Q. I am a Canadian Citizen living and working (for a Canadian employer) in the U.S. and have a green card pending (since March ’98). I have been here 6 years and met and married my husband (US Citizen) down here. We are considering a move back to Canada (my family/friends are there).
We have many many questions from taxes i.e. what to do with 401 K $ if we move up there, if we sell our house and make money and move up to Canada next year 2001, will we be taxed both in Canada and US on the earnings made from the sell of the house. Also immigration questions, if I return to Canada do I keep my old SIN # or will I need to get a new one (I guess I need to change my name on it but what about a new one).

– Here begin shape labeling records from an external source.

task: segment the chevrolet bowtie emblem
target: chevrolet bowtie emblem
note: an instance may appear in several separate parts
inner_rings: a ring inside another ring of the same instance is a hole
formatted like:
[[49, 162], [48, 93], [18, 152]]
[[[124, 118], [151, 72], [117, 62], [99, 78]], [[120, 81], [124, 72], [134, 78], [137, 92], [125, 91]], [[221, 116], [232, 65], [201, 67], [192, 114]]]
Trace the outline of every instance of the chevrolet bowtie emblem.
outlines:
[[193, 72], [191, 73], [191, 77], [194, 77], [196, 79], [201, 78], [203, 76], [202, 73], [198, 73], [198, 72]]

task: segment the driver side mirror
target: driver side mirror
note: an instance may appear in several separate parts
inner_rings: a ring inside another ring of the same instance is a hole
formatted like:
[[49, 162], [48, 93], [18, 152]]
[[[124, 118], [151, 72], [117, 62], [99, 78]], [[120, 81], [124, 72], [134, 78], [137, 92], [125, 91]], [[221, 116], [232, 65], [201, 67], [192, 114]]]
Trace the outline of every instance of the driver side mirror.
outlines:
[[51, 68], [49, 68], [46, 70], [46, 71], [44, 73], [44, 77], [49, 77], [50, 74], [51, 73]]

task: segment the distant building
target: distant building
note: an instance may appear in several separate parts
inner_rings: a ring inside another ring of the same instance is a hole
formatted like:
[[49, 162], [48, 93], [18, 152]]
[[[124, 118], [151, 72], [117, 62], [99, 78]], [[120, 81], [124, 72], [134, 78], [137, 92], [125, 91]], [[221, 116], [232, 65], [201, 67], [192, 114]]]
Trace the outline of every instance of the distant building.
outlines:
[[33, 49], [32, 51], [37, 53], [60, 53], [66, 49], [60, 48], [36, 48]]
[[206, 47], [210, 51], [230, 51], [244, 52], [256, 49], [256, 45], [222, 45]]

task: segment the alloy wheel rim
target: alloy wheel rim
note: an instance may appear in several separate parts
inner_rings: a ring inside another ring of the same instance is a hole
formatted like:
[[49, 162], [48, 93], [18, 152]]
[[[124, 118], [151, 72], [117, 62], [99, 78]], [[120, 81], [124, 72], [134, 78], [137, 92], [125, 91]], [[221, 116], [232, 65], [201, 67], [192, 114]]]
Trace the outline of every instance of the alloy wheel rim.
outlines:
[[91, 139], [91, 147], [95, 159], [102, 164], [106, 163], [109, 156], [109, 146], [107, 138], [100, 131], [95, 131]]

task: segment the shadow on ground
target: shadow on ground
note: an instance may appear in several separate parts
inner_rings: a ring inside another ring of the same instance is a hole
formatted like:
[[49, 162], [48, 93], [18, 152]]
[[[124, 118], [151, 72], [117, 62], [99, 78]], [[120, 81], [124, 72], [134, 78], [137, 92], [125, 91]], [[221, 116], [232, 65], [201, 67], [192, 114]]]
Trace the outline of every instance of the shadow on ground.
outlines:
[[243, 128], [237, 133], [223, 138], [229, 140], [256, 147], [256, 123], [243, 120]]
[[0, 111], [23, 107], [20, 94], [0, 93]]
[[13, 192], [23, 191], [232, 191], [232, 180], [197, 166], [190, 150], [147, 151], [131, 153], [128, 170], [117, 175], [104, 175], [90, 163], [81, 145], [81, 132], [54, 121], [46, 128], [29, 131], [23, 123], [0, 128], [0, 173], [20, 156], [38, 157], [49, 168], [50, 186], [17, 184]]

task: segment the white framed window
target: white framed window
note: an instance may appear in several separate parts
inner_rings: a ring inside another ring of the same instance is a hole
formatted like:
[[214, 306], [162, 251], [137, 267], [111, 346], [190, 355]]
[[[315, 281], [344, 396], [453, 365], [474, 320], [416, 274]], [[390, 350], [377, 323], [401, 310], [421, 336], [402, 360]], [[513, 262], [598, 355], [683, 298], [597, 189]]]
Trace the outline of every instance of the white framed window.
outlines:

How do I tell Canada I’m back? How do I tell the US I’m leaving? If I do obtain my green card before leaving (finally!), what then are the implications of excepting it?
Answer: Immigration and taxation issues are addressed separately below.
As a Canadian Citizen, there are minimal immigration implications of your return to Canada. You would retain your priro Social Insurance Number, and employers would use that to remit the appropriate income taxes on your behalf. This would effectively indicate that you have returned as a resident. If your spouse is not a Canadian, then he would be subject to immigration requirements, which would be satisfied by a sponsorship application.
Richter, Usher & Vineberg:
From an income tax standpoint, the timing of the transfer of the funds into Canada is not relevant. As a Canadian resident, you are taxable on your world income from the point at which you became resident in Canada. Thus, any income earned on the amount left in the foreign bank account will be subject to Canadian tax beginning at that time. To the extent the same income is also subject to either a withholding tax or income tax in the country of origin, it may be possible to claim a foreign tax credit in Canada to eliminate the potential for double taxation.
Canada will only subject an individual to taxation on his world income once he has become a resident of Canada. Prior to that time, he will only be taxable on any employment income or business income earned in Canada as well as capital gains on the sale of “taxable Canadian property” (“TCP”) (i.e. shares of private Canadian corporations, Canadian real estate, etc).
As such, you will not be taxed in Canada on any income (except those sources mentioned above) before you enter into Canada. After that point, to the extent you still earn income in the U.S., you may be subject to tax in both Canada and the U.S. and you should be able to avail yourself of the foreign tax credit system to minimize or eliminate the double taxation possibility.
With respect to assets you hold upon leaving the United States, Canada will generally allow you to “bump up” your cost base to the fair value of the particular asset at the time you become a resident of Canada. As such, you will only be taxable in Canada on any future gains or losses computed with reference to the fair value of the asset at the time of immigration. It should be noted that this does not include TCP that are held by you and your husband. These assets will be taxable with reference to their original cost.
Your house in the U.S. is not TCP and as such you will not be taxed on the disposition if it occurs before you once again become a Canadian resident. If you dispose of the house after you have become once again a Canadian resident, you will be taxed in Canada to the extent of any gain or loss computed with respect to the fair market value at the time you again became resident in Canada.
From an income tax standpoint, you will notify Canada (and maybe the province in which you reside) of your return by filing an income tax return stating the date which you once again became resident in Canada.
It should be noted that you and your husband might continue to be subject to U.S. taxation in some manner as the U.S. reserves the right to tax its citizens regardless of their residence. The implications of your “green card” should be properly reviewed with US counsel. Again, as mentioned above, should any double taxation issues arise, this will be eliminated by virtue of the Canada-U.S. Income Tax Treaty.
From a Canadian tax perspective, your 401K plan will only be taxable in Canada when the benefits are paid, and the amount included in your income shall not include any amounts that would have been excluded from your income had you remained resident in the U.S. To the extent any U.S. tax is levied, you may request a foreign tax credit in Canada.
The nature of this facility is to provide a general response to a general question. Under no circumstances should anyone act on this information without obtaining analysis and counsel from a qualified advisor with respect to the specific situation.